A man from Shanghai bought his wife the new gadget soon after it was released last month, but she was shocked to discover it could be unlocked by her teenage son.

The man, identified only by his surname Liu, phoned Apple’s customer service hotline to report the problem.

“Our son was using it and didn’t know the password”, he said, according to Shandong TV Station .

He was told it was an isolated case and was due to the fact his wife and son look very similar. However, Apple has reportedly launched an investigation into the Liu family’s claims.


This is not the first reported incident of Chinese users being able to unlock each other’s iPhone Xs.

Last week, AsiaOne reported that a woman from Nanjing discovered her colleague was able to unlock her phone using Face ID.

When Madam Yan first called Apple’s hotline to complain about the problem, the customer service representative told her it was “impossible”.

However, when pair took the phone to the store to prove what had happened, they found they could unlock all the phones in the store.



“We look quite ordinary. What if someone picks up my phone and opens it?” said Madam Yan’s colleague, Madam Wan.

“Then they could buy stuff through my phone and make payments. We don’t have any sense of security.”

Apple claims the probability that a random person in the population could look at your iPhone X and unlock it using Face ID is approximately one in a million.

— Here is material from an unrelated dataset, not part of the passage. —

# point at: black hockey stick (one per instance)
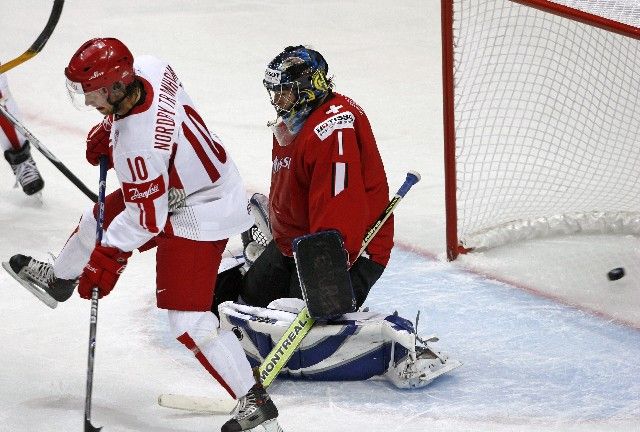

However, there are some caveats.

If you have a twin or a sibling who looks very similar to you, the probability of a false match is higher.


It is also higher for children under the age of 13, because their distinct facial features may not have fully developed, according to Apple.

The company claims to have worked with people all over the world to ensure the product accessible to people of different ethnicities.

“We worked with participants from around the world to include a representative group of people accounting for gender, age, ethnicity, and other factors,” said Cynthia Hogan , Apple’s vice president of public policy for the Americas, in October.

“We augmented the studies as needed to provide a high degree of accuracy for a diverse range of users.”